Martin Greven’s research focus is on the structural, electronic and magnetic properties of
select quantum materials, especially complex oxides. This materials class embodies many
of the most profound contemporary questions pertaining to the collective quantum
behavior of interacting electrons. His research involves bulk single crystal growth,
neutron and X-ray scattering, as well as transport and magnetometry experiments.
Greven’s current projects in the CQM include rare-earth titanates (with Chubukov,
Fernandes, Jalan, Leighton), both in their Mott-insulating state and across the insulator-
metal transition, perovskite cobaltites (with Leighton), and the cuprate superconductors.
Neutron and X-ray scattering are powerful probes that provide essential structural and
magnetic information about new phases of matter and the transitions between them.
Greven pursues such experiments at leading facilities in the US (especially Oak Ridge
National Lab and Argonne National Lab) and abroad. He furthermore collaborates with
experts in the use of complementary experimental techniques (e.g, Brookhaven National
Lab, Caltech, Iowa State University/Ames Lab, Kyoto University, Peking University, UC
Berkeley/Lawrence Berkeley National Lab, UC Davis, University of Geneva, University
of Leipzig and Zagreb University).
Assistant Professor, Chemical Engineering and Materials Science
Turan Birol's research focuses on understanding the electronic and magnetic properties of crystalline materials and their connection with the crystal structure. In order to achieve this, he employs a combination of first-principles theoretical tools, including density functional theory and dynamic mean-field theory, as well as analytical approaches, such as group theory. Over the years, Birol has worked on materials such as ferroelectrics, multiferroics, topological materials, superconductors and various magnetic systems, with an emphasis on transition metal oxides. He has forged strong collaborative ties with experimentalists to help with the understanding of data generated by neutron and X-ray scattering as well as infrared, Raman and optical spectroscopy experiments.

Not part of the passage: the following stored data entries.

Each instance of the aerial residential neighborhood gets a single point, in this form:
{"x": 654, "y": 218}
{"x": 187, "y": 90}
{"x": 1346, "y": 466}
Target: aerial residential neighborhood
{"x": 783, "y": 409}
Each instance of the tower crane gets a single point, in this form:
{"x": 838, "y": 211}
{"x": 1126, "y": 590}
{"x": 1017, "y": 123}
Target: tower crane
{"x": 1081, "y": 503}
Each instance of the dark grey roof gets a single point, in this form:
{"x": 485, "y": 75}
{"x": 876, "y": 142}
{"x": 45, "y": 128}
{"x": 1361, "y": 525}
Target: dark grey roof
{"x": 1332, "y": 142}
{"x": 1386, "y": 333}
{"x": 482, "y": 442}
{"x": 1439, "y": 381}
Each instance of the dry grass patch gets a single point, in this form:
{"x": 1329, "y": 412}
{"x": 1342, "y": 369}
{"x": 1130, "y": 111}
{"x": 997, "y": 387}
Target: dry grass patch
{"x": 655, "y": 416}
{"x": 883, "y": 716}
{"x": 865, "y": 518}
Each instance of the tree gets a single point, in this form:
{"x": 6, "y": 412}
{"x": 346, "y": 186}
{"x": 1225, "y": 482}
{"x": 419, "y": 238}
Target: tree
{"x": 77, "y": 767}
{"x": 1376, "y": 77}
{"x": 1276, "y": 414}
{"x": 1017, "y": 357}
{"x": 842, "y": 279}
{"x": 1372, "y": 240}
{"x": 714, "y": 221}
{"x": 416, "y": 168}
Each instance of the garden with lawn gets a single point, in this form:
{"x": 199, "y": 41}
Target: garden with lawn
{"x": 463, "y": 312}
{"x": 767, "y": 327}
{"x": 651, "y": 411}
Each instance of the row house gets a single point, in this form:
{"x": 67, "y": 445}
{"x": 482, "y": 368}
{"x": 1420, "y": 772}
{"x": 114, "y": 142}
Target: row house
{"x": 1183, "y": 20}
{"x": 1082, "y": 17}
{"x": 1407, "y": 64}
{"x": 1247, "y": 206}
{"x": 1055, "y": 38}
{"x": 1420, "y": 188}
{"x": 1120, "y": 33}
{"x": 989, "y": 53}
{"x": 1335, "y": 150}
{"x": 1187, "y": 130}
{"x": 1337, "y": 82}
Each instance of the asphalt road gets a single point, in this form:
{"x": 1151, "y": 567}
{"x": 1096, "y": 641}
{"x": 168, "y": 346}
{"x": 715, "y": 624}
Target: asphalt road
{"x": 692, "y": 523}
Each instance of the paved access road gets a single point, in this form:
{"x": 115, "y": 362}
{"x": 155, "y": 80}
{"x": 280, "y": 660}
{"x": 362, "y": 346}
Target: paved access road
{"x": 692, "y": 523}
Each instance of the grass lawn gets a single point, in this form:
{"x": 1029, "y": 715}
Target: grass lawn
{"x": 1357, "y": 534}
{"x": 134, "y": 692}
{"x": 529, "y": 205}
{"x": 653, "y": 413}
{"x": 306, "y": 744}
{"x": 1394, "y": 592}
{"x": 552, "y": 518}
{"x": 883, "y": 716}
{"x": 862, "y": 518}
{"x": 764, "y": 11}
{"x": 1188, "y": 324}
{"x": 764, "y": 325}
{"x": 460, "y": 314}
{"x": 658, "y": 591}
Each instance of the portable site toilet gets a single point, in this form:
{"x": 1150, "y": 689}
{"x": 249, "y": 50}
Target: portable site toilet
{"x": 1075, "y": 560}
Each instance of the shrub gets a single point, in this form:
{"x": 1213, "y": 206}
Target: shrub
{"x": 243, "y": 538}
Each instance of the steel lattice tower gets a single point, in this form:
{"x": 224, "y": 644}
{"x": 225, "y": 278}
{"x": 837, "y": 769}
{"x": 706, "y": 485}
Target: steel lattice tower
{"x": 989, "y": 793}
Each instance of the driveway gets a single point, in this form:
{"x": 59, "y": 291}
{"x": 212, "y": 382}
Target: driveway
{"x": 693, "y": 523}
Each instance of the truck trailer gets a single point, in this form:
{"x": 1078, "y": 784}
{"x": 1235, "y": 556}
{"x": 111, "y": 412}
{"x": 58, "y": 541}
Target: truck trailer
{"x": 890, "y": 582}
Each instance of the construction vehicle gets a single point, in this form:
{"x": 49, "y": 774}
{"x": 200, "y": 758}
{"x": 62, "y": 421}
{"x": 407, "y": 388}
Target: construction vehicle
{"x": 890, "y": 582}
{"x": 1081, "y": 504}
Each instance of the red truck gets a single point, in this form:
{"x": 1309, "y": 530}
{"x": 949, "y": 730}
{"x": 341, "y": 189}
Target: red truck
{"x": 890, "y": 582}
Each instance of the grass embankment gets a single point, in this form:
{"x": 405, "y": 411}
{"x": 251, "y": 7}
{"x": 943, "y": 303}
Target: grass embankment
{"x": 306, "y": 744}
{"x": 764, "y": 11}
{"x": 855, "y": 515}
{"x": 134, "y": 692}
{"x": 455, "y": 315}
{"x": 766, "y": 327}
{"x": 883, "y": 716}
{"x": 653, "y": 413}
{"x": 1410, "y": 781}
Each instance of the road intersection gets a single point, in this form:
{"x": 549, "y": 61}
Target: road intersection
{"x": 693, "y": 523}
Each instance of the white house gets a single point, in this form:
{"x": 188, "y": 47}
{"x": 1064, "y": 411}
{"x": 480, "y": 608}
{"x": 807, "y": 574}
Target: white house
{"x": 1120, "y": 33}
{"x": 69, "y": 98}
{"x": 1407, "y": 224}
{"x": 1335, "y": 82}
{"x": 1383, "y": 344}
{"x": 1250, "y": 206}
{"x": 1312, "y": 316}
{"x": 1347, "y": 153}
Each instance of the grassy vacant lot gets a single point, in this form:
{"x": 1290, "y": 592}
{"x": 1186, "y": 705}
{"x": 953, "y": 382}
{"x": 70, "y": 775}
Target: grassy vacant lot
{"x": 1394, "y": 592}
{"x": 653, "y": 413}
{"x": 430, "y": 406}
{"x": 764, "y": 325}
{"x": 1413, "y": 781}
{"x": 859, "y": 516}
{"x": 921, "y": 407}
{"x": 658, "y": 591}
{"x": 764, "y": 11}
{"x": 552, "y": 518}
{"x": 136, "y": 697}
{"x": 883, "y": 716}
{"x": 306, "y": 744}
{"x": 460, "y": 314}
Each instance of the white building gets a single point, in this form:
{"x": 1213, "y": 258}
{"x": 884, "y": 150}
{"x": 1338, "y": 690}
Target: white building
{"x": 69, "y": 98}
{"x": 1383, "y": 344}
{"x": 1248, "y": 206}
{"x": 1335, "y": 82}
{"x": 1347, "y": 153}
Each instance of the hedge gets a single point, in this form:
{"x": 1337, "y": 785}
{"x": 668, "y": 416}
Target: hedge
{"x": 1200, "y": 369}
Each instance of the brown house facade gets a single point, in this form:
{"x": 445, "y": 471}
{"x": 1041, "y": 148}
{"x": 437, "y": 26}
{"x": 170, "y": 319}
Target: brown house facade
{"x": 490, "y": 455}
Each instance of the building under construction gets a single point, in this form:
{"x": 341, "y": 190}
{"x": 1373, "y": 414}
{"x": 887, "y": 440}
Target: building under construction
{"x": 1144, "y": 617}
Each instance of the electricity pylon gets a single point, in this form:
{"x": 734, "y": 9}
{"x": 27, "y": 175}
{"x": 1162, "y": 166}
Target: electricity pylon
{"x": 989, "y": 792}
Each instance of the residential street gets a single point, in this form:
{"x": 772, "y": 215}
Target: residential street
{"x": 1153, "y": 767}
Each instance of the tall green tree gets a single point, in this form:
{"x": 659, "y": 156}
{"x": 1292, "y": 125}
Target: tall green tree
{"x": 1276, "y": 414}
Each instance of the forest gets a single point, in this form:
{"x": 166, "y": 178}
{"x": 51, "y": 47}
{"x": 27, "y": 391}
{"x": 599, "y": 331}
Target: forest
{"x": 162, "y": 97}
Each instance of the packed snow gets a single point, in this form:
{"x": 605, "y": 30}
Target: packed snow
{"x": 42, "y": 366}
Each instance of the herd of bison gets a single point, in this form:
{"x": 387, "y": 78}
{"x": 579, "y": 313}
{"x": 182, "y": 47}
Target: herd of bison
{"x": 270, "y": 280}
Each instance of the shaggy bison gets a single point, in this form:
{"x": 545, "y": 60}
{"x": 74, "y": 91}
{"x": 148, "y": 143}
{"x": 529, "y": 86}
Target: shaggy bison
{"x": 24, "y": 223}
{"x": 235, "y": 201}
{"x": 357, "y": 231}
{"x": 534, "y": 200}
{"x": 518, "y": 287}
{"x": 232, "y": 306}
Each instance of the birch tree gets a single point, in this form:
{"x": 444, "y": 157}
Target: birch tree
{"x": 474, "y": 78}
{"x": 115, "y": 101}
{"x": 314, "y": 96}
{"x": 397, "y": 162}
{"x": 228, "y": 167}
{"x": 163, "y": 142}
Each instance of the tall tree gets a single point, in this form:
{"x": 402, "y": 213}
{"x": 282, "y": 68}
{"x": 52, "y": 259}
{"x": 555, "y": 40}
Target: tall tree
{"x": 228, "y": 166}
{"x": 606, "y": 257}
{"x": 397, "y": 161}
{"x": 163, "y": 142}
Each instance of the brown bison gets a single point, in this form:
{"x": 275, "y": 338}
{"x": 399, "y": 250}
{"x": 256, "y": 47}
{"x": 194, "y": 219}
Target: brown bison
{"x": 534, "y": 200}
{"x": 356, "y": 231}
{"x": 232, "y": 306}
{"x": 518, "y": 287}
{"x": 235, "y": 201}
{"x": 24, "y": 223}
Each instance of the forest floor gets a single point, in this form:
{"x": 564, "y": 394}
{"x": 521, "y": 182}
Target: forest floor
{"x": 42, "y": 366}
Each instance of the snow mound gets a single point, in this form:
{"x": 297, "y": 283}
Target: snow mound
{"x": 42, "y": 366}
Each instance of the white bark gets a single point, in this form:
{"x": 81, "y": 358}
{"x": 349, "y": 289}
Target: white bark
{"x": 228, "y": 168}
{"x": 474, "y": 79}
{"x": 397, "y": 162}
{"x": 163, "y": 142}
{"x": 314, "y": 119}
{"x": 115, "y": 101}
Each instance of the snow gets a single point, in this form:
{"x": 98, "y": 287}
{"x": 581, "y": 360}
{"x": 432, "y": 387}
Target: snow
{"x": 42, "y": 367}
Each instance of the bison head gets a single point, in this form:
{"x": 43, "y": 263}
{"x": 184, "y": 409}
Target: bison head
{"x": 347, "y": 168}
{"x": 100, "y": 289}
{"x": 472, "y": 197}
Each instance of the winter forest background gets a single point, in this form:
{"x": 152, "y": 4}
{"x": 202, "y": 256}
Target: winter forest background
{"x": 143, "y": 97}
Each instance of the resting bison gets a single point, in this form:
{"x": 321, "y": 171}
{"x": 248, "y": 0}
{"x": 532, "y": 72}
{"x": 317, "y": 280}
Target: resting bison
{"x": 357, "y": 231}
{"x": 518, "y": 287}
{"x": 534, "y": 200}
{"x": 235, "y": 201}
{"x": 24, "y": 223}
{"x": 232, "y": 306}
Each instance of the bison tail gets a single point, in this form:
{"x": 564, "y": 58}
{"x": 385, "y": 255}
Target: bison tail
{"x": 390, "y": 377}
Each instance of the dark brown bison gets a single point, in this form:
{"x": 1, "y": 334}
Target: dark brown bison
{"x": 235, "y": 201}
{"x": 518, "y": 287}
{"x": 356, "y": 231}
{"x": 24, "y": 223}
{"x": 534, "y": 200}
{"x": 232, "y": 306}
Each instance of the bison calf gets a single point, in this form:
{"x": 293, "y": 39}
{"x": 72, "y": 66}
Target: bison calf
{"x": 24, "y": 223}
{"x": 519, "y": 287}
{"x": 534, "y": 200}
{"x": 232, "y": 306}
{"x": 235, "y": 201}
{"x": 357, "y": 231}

Associate Professor, School of Physics and Astronomy
My main research activities are in strongly correlated electronic many-body systems. I am interested in clean and disordered systems in which the collective behavior of the electrons gives rise to ordered states that break different symmetries of the system, such as superconductivity, magnetism, nematic ordering, and orbital ordering. My aim is to understand not only the impact of these individual phases on the electronic structure and macroscopic properties of the system, but also how they interact with each other. To achieve this goal, I rely not only on the theoretical methods from quantum statistical mechanics and many-body theory, but also on the invaluable empirical information obtained from a variety of experimental techniques, such as x-ray diffraction, neutron scattering, optical spectroscopy, thermodynamic measurements, and angle-resolved photo-emission spectroscopy. Within the CQM, I have been working specifically on the unusual normal state and superconducting properties of SrTiO3 and other diluted superconductors, as well as on the puzzling magnetic properties of Mott insulators such as rare-earth titanates.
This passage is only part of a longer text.